Peter is a healthy and influential leader. In his personal space, he struggles with unhealthy thoughts. Thoughts that are starting to affect his leadership. He is no longer able to show appreciation towards his colleagues and staff. He is easily frustrated. Peter realises this during a coaching session. “Where did this begin Peter?” asks the coach. As Peter reflects he becomes aware of the root of this habit. It started during his first leadership position. The entire board use to spend time discussing the negative side of employees. They often focused on what each staff member did wrong. Peter wasn’t always like this. Before this board’s habit he use to appreciate people. He had compassion and lived a life of gratitude.

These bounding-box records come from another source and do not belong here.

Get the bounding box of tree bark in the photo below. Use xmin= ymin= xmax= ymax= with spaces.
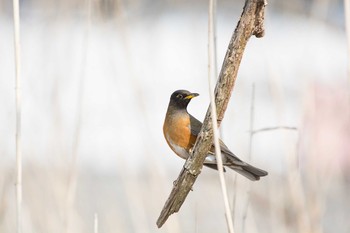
xmin=157 ymin=0 xmax=267 ymax=228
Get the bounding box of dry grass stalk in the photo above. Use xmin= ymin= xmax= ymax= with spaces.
xmin=208 ymin=0 xmax=234 ymax=233
xmin=13 ymin=0 xmax=22 ymax=233
xmin=157 ymin=0 xmax=266 ymax=227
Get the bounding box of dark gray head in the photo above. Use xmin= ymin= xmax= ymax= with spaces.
xmin=169 ymin=90 xmax=199 ymax=109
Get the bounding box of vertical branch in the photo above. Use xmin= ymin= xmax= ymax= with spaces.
xmin=157 ymin=0 xmax=267 ymax=227
xmin=242 ymin=83 xmax=255 ymax=233
xmin=208 ymin=0 xmax=234 ymax=233
xmin=13 ymin=0 xmax=22 ymax=233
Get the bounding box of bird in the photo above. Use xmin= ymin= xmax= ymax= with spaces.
xmin=163 ymin=90 xmax=268 ymax=181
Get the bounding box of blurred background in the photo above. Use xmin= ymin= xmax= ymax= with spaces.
xmin=0 ymin=0 xmax=350 ymax=233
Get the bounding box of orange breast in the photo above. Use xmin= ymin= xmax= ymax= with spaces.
xmin=163 ymin=114 xmax=196 ymax=157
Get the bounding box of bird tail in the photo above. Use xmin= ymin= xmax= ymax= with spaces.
xmin=228 ymin=163 xmax=268 ymax=181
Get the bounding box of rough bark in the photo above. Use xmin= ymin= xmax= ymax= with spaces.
xmin=157 ymin=0 xmax=267 ymax=228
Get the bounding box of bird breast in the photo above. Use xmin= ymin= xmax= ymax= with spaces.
xmin=163 ymin=113 xmax=196 ymax=159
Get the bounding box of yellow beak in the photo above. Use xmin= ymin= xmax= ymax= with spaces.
xmin=184 ymin=93 xmax=199 ymax=100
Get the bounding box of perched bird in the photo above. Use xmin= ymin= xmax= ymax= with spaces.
xmin=163 ymin=90 xmax=267 ymax=181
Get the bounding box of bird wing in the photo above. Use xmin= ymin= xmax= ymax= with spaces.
xmin=190 ymin=115 xmax=245 ymax=166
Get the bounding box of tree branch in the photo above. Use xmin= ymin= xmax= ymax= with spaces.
xmin=157 ymin=0 xmax=266 ymax=227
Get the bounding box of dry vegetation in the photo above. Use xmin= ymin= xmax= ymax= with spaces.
xmin=0 ymin=0 xmax=350 ymax=233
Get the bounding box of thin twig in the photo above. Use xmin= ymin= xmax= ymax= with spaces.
xmin=94 ymin=213 xmax=98 ymax=233
xmin=242 ymin=83 xmax=255 ymax=233
xmin=13 ymin=0 xmax=22 ymax=233
xmin=157 ymin=0 xmax=266 ymax=227
xmin=344 ymin=0 xmax=350 ymax=92
xmin=65 ymin=0 xmax=92 ymax=233
xmin=208 ymin=0 xmax=234 ymax=233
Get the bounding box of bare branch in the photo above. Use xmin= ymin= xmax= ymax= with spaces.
xmin=157 ymin=0 xmax=266 ymax=227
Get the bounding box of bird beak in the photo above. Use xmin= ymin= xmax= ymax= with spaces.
xmin=184 ymin=93 xmax=199 ymax=100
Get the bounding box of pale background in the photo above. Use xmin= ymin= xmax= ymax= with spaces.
xmin=0 ymin=0 xmax=350 ymax=233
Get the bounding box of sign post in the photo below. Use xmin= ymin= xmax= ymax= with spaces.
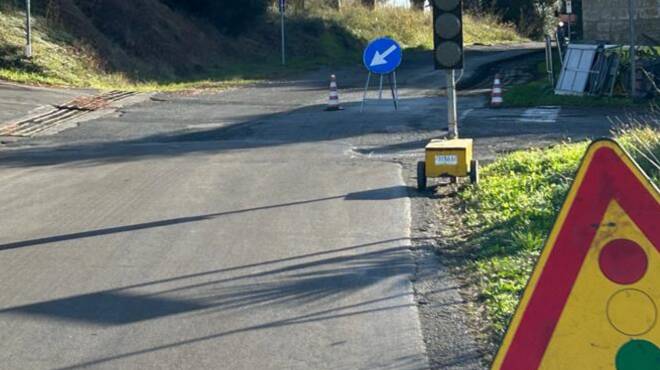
xmin=25 ymin=0 xmax=32 ymax=58
xmin=360 ymin=37 xmax=403 ymax=112
xmin=566 ymin=0 xmax=573 ymax=44
xmin=447 ymin=69 xmax=458 ymax=139
xmin=279 ymin=0 xmax=286 ymax=65
xmin=628 ymin=0 xmax=637 ymax=100
xmin=491 ymin=139 xmax=660 ymax=370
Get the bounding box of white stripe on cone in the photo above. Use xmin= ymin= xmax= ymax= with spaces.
xmin=490 ymin=75 xmax=504 ymax=107
xmin=326 ymin=75 xmax=341 ymax=110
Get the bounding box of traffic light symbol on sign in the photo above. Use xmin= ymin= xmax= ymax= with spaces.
xmin=432 ymin=0 xmax=463 ymax=69
xmin=492 ymin=140 xmax=660 ymax=370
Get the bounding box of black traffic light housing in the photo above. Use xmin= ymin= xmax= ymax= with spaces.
xmin=431 ymin=0 xmax=463 ymax=69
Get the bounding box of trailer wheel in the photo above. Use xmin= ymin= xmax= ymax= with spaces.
xmin=417 ymin=161 xmax=426 ymax=191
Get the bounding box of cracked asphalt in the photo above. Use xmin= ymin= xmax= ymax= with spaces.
xmin=0 ymin=46 xmax=628 ymax=369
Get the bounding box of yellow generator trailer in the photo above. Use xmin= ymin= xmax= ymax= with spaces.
xmin=417 ymin=139 xmax=479 ymax=190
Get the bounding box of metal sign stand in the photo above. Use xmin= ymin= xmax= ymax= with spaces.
xmin=360 ymin=71 xmax=399 ymax=112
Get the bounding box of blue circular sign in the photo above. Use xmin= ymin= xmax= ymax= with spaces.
xmin=362 ymin=37 xmax=403 ymax=74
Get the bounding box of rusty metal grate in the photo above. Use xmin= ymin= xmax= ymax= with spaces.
xmin=0 ymin=91 xmax=137 ymax=136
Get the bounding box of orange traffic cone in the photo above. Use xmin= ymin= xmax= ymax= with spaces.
xmin=490 ymin=73 xmax=504 ymax=108
xmin=325 ymin=75 xmax=344 ymax=111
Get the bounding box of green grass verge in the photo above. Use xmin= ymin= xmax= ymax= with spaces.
xmin=459 ymin=126 xmax=660 ymax=343
xmin=0 ymin=6 xmax=525 ymax=91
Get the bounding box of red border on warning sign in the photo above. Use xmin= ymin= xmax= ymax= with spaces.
xmin=493 ymin=140 xmax=660 ymax=370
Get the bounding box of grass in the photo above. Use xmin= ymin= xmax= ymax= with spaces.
xmin=503 ymin=59 xmax=657 ymax=108
xmin=459 ymin=125 xmax=660 ymax=344
xmin=0 ymin=6 xmax=525 ymax=91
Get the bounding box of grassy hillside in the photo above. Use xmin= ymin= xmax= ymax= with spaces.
xmin=0 ymin=0 xmax=522 ymax=90
xmin=457 ymin=125 xmax=660 ymax=352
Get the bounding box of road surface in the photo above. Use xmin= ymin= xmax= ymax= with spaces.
xmin=0 ymin=44 xmax=620 ymax=369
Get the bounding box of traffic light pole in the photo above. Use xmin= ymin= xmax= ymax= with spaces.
xmin=447 ymin=69 xmax=458 ymax=139
xmin=280 ymin=7 xmax=286 ymax=65
xmin=25 ymin=0 xmax=32 ymax=58
xmin=628 ymin=0 xmax=637 ymax=100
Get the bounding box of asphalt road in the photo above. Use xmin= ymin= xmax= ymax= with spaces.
xmin=0 ymin=44 xmax=584 ymax=369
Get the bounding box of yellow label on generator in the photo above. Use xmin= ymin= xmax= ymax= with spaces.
xmin=426 ymin=139 xmax=472 ymax=177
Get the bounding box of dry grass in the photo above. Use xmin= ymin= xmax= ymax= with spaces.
xmin=0 ymin=4 xmax=524 ymax=91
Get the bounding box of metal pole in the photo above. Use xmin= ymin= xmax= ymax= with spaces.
xmin=360 ymin=72 xmax=371 ymax=113
xmin=280 ymin=6 xmax=286 ymax=65
xmin=378 ymin=75 xmax=383 ymax=100
xmin=628 ymin=0 xmax=637 ymax=99
xmin=25 ymin=0 xmax=32 ymax=58
xmin=447 ymin=69 xmax=458 ymax=139
xmin=390 ymin=71 xmax=399 ymax=111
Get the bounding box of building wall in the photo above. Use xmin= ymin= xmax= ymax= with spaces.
xmin=582 ymin=0 xmax=660 ymax=44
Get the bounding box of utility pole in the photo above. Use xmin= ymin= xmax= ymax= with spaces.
xmin=279 ymin=0 xmax=286 ymax=65
xmin=25 ymin=0 xmax=32 ymax=58
xmin=628 ymin=0 xmax=637 ymax=100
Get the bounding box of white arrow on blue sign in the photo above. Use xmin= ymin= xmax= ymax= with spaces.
xmin=362 ymin=37 xmax=403 ymax=74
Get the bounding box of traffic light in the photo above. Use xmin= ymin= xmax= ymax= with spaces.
xmin=431 ymin=0 xmax=463 ymax=69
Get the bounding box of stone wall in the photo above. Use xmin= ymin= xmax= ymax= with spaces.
xmin=582 ymin=0 xmax=660 ymax=44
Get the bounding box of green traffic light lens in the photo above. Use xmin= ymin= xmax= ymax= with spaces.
xmin=616 ymin=339 xmax=660 ymax=370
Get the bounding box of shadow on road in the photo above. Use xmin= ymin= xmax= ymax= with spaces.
xmin=0 ymin=238 xmax=430 ymax=369
xmin=0 ymin=185 xmax=418 ymax=252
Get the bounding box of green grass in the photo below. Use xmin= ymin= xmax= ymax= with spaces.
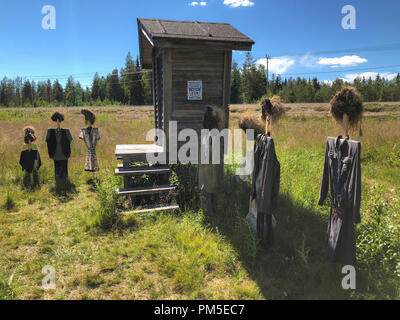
xmin=0 ymin=109 xmax=400 ymax=299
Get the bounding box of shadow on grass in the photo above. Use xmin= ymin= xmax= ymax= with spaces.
xmin=207 ymin=172 xmax=358 ymax=299
xmin=50 ymin=178 xmax=78 ymax=202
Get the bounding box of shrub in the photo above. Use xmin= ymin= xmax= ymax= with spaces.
xmin=170 ymin=164 xmax=200 ymax=210
xmin=0 ymin=274 xmax=15 ymax=300
xmin=357 ymin=184 xmax=400 ymax=274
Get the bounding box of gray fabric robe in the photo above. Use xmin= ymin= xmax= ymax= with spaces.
xmin=318 ymin=136 xmax=361 ymax=265
xmin=79 ymin=128 xmax=100 ymax=172
xmin=252 ymin=134 xmax=281 ymax=246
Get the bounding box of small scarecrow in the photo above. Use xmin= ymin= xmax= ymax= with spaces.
xmin=79 ymin=109 xmax=100 ymax=179
xmin=19 ymin=127 xmax=42 ymax=186
xmin=239 ymin=97 xmax=285 ymax=248
xmin=46 ymin=111 xmax=72 ymax=180
xmin=318 ymin=86 xmax=363 ymax=266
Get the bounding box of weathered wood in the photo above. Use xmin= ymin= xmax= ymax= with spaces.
xmin=222 ymin=51 xmax=232 ymax=128
xmin=123 ymin=204 xmax=179 ymax=215
xmin=117 ymin=185 xmax=175 ymax=196
xmin=163 ymin=48 xmax=173 ymax=154
xmin=115 ymin=166 xmax=171 ymax=176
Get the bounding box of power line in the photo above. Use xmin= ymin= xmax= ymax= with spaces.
xmin=265 ymin=55 xmax=271 ymax=96
xmin=273 ymin=43 xmax=400 ymax=58
xmin=281 ymin=64 xmax=400 ymax=76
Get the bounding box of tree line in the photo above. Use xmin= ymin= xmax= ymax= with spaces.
xmin=0 ymin=53 xmax=153 ymax=107
xmin=0 ymin=53 xmax=400 ymax=107
xmin=231 ymin=53 xmax=400 ymax=104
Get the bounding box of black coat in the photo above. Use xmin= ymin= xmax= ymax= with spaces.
xmin=46 ymin=129 xmax=71 ymax=158
xmin=318 ymin=136 xmax=361 ymax=265
xmin=19 ymin=150 xmax=42 ymax=173
xmin=252 ymin=134 xmax=281 ymax=246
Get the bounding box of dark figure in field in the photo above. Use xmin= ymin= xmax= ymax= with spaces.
xmin=239 ymin=97 xmax=285 ymax=247
xmin=198 ymin=107 xmax=225 ymax=213
xmin=19 ymin=127 xmax=42 ymax=186
xmin=79 ymin=109 xmax=100 ymax=178
xmin=46 ymin=112 xmax=72 ymax=180
xmin=318 ymin=87 xmax=363 ymax=266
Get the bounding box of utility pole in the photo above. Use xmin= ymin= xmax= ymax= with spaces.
xmin=265 ymin=54 xmax=271 ymax=96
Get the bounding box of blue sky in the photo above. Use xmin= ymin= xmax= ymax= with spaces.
xmin=0 ymin=0 xmax=400 ymax=86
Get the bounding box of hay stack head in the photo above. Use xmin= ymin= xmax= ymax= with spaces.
xmin=51 ymin=111 xmax=64 ymax=122
xmin=81 ymin=109 xmax=96 ymax=125
xmin=23 ymin=126 xmax=36 ymax=144
xmin=261 ymin=96 xmax=285 ymax=123
xmin=329 ymin=86 xmax=364 ymax=128
xmin=239 ymin=112 xmax=265 ymax=135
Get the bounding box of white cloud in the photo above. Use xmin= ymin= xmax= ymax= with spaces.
xmin=189 ymin=1 xmax=207 ymax=7
xmin=224 ymin=0 xmax=254 ymax=8
xmin=257 ymin=57 xmax=295 ymax=74
xmin=343 ymin=72 xmax=397 ymax=82
xmin=318 ymin=55 xmax=368 ymax=68
xmin=298 ymin=53 xmax=319 ymax=68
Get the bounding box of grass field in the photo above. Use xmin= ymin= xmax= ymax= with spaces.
xmin=0 ymin=104 xmax=400 ymax=299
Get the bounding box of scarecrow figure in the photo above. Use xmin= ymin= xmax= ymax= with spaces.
xmin=19 ymin=127 xmax=42 ymax=186
xmin=318 ymin=87 xmax=363 ymax=265
xmin=198 ymin=107 xmax=225 ymax=213
xmin=79 ymin=109 xmax=100 ymax=179
xmin=46 ymin=112 xmax=72 ymax=180
xmin=239 ymin=97 xmax=285 ymax=247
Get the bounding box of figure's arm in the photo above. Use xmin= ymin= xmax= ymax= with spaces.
xmin=352 ymin=144 xmax=361 ymax=223
xmin=318 ymin=142 xmax=329 ymax=206
xmin=19 ymin=151 xmax=24 ymax=171
xmin=272 ymin=160 xmax=281 ymax=210
xmin=66 ymin=129 xmax=73 ymax=142
xmin=36 ymin=150 xmax=42 ymax=170
xmin=251 ymin=138 xmax=260 ymax=199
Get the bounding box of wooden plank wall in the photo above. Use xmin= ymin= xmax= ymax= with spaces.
xmin=170 ymin=48 xmax=225 ymax=138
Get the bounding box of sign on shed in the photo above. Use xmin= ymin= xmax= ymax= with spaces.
xmin=188 ymin=80 xmax=203 ymax=100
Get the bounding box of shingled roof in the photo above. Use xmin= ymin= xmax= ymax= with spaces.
xmin=138 ymin=19 xmax=254 ymax=44
xmin=137 ymin=18 xmax=254 ymax=64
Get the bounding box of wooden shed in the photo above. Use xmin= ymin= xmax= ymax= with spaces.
xmin=115 ymin=19 xmax=254 ymax=211
xmin=138 ymin=19 xmax=254 ymax=151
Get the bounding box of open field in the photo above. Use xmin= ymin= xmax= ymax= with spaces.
xmin=0 ymin=103 xmax=400 ymax=299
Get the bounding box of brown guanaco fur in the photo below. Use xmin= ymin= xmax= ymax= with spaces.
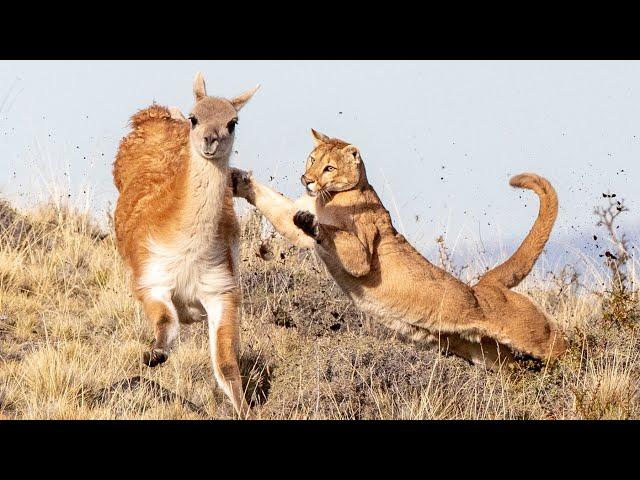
xmin=113 ymin=73 xmax=255 ymax=417
xmin=233 ymin=130 xmax=565 ymax=369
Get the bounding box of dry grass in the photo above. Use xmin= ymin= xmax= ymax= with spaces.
xmin=0 ymin=199 xmax=640 ymax=419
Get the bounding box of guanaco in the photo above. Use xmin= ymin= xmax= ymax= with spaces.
xmin=113 ymin=73 xmax=258 ymax=418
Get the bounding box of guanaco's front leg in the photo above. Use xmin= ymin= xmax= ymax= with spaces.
xmin=231 ymin=168 xmax=315 ymax=248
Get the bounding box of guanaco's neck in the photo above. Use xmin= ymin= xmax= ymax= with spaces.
xmin=178 ymin=146 xmax=229 ymax=235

Healthy neural-pathways are created over many years. The thoughts of a leader are reflected in their words and actions. The mind of the future leader is build today. What they choose to see today is what they will spend their life on tomorrow. In the book The Little Book of Gratitude Robert Emmons says, “Gratitude is fertilizer for the mind in spreading connections and improving its function in nearly every realm of experience”. Being grateful is an intentional habit that can empower a leader. Habitually expressing appreciation to self and others is beneficial. Building a culture of appreciation enables people to perform and take self-responsibility. Gratitude has many wonderful and healthy results for the body.
Some benefits of being grateful:
- Live longer
- A healthy perspective about life
- Building compassion.
Start appreciating the beauty and strengths in the people you work with. Appreciate the organization you work in and the clients you currently serve. Science found that appreciating others increases a person’s awareness and even their brain capacity. An appreciative leader will build a culture of gratitude.
Tips to live in gratitude:
- Take 5 minutes each day, to be grateful for 3 things that happened that day.
- Take 1 hour each month, to write an appreciation letter to a colleague.
- Take time during your preparation for meetings and just think about what you appreciate about the people in the meeting.